There are very few examples of organizations that are maximizing across these four dimensions simultaneously even today, despite the discussion around big data. In my experience, every time I reviewed a business development opportunity, I would fit the opportunity in this quad and accordingly think about the solution that could be offered. There are engagements where a client is only looking for visualization that aids executive thinking at one extreme. And there are engagements where the client does not care about visualization or strategy as much because the focus is on tactical decision making.
Now, the Big Data discussion has thrown the buzzword in every corporate boardroom and people want to know what’s being done in their organization with respect to BDA. However, the sensibilities around extracting the value from Big Data are still heavily driven by which of the axis is driving the adoption. Somewhere, what the entire analytics industry is hoping and preparing for is the exact center of gravity of this quad technology, analysis, strategy and visualization come together in a balanced way. Technology (scalable, agile and business integrated) is the key to adapting to the evolving marketplace. Analysis (speed, accuracy, robustness and presentation) holds the key to managing for growth. Strategy (problem solving, business value and resource optimization) will hold the key to dancing with the times. Visualization makes all of this consumable.
From an academic point of view, analytics is a combination of four core subjects – mathematics, statistics (and while mathematics is a precursor, I’d like to keep statistics out as a separate subject), economics and strategy. And in a separate post, I will probably share some of my thoughts around this. Like all business, there is a lot more that you need to be an ace analyst, by the way.
The third view is that of an analytics organization. I have had a chance to work through the inception and expansion phases of third party analytics teams, but as part of a large consulting firm, I have also had a chance to see several analytics organizations embedded within Fortune 500 firms. The differences in quality, quantity, application and perception are stark across these organizations. Take for instance, a Capital One, which is renowned as an Analytical Competitor. So is P&G. Take HUL on the other hand. Or Citibank. Heavy users of analytics as a support function which drives several important decisions, but the firm does not use analytics as a primary skill. Take a Coca Cola, Pepsi, Kraft Foods, Nestle and so on – the variety of analytics and the application is also significantly different across these organizations. Take all the payments companies such as Visa, MasterCard, PayPal, etc. and despite heavy and decentralized analytics team that support all aspects of business, analytics comes in as a secondary in more cases and primary in a few. Take manufacturing companies which might have adopted several inventory management principles and techniques eons back, but when you delve deeper, you realize that there is something amiss in the quality and application of analytics. And finally, when you take third party organizations, and reflect the first industry view on top of the organization, while the business of analytics is at the core of these organizations, their own perceptions of where analytics fits in their clients’ organizations is a major factor in the way they hire, train, and develop their people.

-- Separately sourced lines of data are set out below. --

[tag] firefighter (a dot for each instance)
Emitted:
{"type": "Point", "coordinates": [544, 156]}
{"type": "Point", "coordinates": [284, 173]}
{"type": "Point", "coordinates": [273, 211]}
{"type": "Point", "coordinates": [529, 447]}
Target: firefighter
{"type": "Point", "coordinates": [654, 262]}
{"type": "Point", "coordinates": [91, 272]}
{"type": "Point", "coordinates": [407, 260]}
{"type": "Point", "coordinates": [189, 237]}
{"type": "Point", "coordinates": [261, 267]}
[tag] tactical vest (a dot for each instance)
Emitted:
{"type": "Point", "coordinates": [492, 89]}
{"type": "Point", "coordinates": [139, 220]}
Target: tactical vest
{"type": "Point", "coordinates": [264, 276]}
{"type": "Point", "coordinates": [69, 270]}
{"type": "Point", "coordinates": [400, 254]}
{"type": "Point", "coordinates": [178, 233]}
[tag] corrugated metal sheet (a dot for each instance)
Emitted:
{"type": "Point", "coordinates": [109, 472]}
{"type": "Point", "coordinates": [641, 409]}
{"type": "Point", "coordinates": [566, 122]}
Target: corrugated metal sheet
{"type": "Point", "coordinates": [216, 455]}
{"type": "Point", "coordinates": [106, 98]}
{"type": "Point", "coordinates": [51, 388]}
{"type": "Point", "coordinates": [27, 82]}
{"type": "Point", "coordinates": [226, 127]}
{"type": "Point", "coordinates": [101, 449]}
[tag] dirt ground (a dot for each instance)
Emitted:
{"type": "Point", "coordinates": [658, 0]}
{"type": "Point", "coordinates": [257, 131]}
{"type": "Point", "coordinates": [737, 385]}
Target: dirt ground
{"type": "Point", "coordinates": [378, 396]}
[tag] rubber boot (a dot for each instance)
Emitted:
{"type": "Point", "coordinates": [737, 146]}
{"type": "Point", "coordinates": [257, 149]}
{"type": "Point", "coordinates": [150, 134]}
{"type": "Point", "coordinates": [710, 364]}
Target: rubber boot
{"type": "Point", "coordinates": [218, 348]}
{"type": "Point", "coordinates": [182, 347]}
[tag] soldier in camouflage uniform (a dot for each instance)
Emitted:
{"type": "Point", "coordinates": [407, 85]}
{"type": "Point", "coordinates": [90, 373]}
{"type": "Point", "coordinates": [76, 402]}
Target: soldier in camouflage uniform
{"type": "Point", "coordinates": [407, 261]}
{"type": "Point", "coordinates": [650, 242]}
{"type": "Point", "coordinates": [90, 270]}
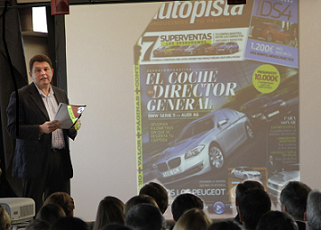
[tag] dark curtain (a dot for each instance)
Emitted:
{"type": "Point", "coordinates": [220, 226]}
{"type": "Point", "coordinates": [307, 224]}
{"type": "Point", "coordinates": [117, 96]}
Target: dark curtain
{"type": "Point", "coordinates": [13, 75]}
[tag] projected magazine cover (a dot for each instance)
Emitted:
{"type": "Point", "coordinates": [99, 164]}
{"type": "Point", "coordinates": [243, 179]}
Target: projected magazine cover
{"type": "Point", "coordinates": [207, 116]}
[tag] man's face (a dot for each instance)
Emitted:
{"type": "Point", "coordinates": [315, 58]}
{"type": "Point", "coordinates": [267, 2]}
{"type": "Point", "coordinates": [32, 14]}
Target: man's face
{"type": "Point", "coordinates": [41, 74]}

Which brings me to the fourth view – the people view. The industry is full of quants (math, econ, statistics, etc.), architects/technology specialists (data architects, modelers, DBAs, etc.), analysts/ engineers/programmers, visualizers (dashboard specialists, designers, etc.). However, the industry view at large defines the kind of people you need in your world view of analytics being brought to reality.
I have often felt that this difference exists because the organizations differ in where their key decision makers are placed on the quad. Likewise, our ability to build the type of team we want to is a function of where we want to place our team, and this vision being aligned with the vision of the organization.